Reprenant une expression de Nietzsche, Urs Von Balthasar écrit : « La phrase la plus sensée que j’ai entendue est : Dans l’amour vrai, c’est l’âme qui enveloppe le corps », c’est-à-dire : « Le rayonnement du corps en vertu de la pureté de l’âme est effectivement la chasteté absolue » . L’homme remodelé par le Baptême et, une nouvelle fois, par le don de la chasteté, assume son état corporel dans la grâce pour en faire un signe, non de maîtrise de soi, ni simplement de plaisir ou de prestance physique ou esthétique, mais d’une vie qui se donne sans condition à Dieu et à ses frères.

Nous savons bien qu’il ne suffit pas de « raisonner » sur la chasteté. Don Bosco nous a enseigné à la rayonner : « La condition de base pour l’éducation à la pureté est le rayonnement personnel des éducateurs » .

Et il n’est pas possible de parler de la chasteté salésienne sans la rattacher au climat qui la suscitait et l’exprimait. Dans cette expérience d’Esprit Saint, Jésus Eucharistie nourrissait la vie des éducateurs et des jeunes pour les rendre chrétiens, éclairait les cœurs du feu de la charité et conférait à la présence et aux gestes le pouvoir de communiquer la grâce. Il créait ainsi une école de spiritualité, qui continue à donner, dans toutes les parties du monde, des fruits de sainteté apostolique et éducative.

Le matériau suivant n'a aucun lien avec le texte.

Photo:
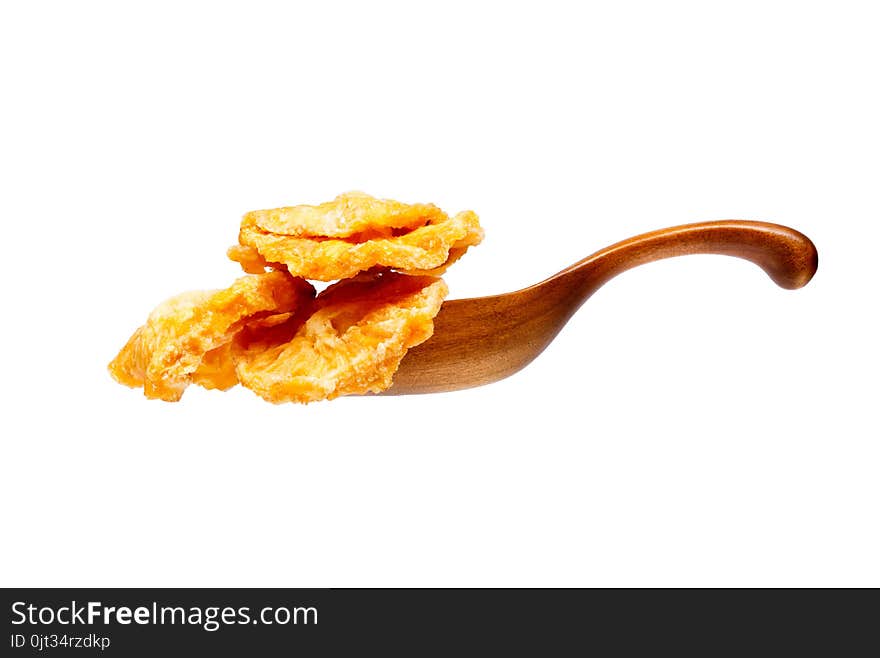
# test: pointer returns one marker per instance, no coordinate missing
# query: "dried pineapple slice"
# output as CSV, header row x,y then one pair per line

Son « signe » est celui de la joie, où Don Bosco voyait la version salésienne de la « Bonne Nouvelle » évangélique. Car la chasteté salésienne, disait le P. Ricceri, « se vit habituellement avec sérénité et allégresse, dans un élan de jeunesse, d’enthousiasme, de confiance invincible en la vie, et dans le sentiment de la présence invisible de Dieu » .


La fête de l’Immaculé célébrée aujourd’hui est remplie du souvenir de l’atmosphère qui nous sert toujours d’inspiration. Sous son regard attentionné et sa maternité virginale se forma et se développa la Compagnie de l’Immaculée, ce groupe de jeunes qui devrait ensuite soutenir la Congrégation salésienne. La bonté affectueuse de Don Bosco avait éveillé en eux le désir de se consacrer tout entiers.

Qu’elle nous aide aussi à développer dans l’amour et à orienter les jeunes vers des résolutions de sainteté.

Avec mes souhaits d’une année nouvelle enrichie de la grâce du Père, vers qui nous nous tournons avec un amour de fils à la veille du troisième millénaire.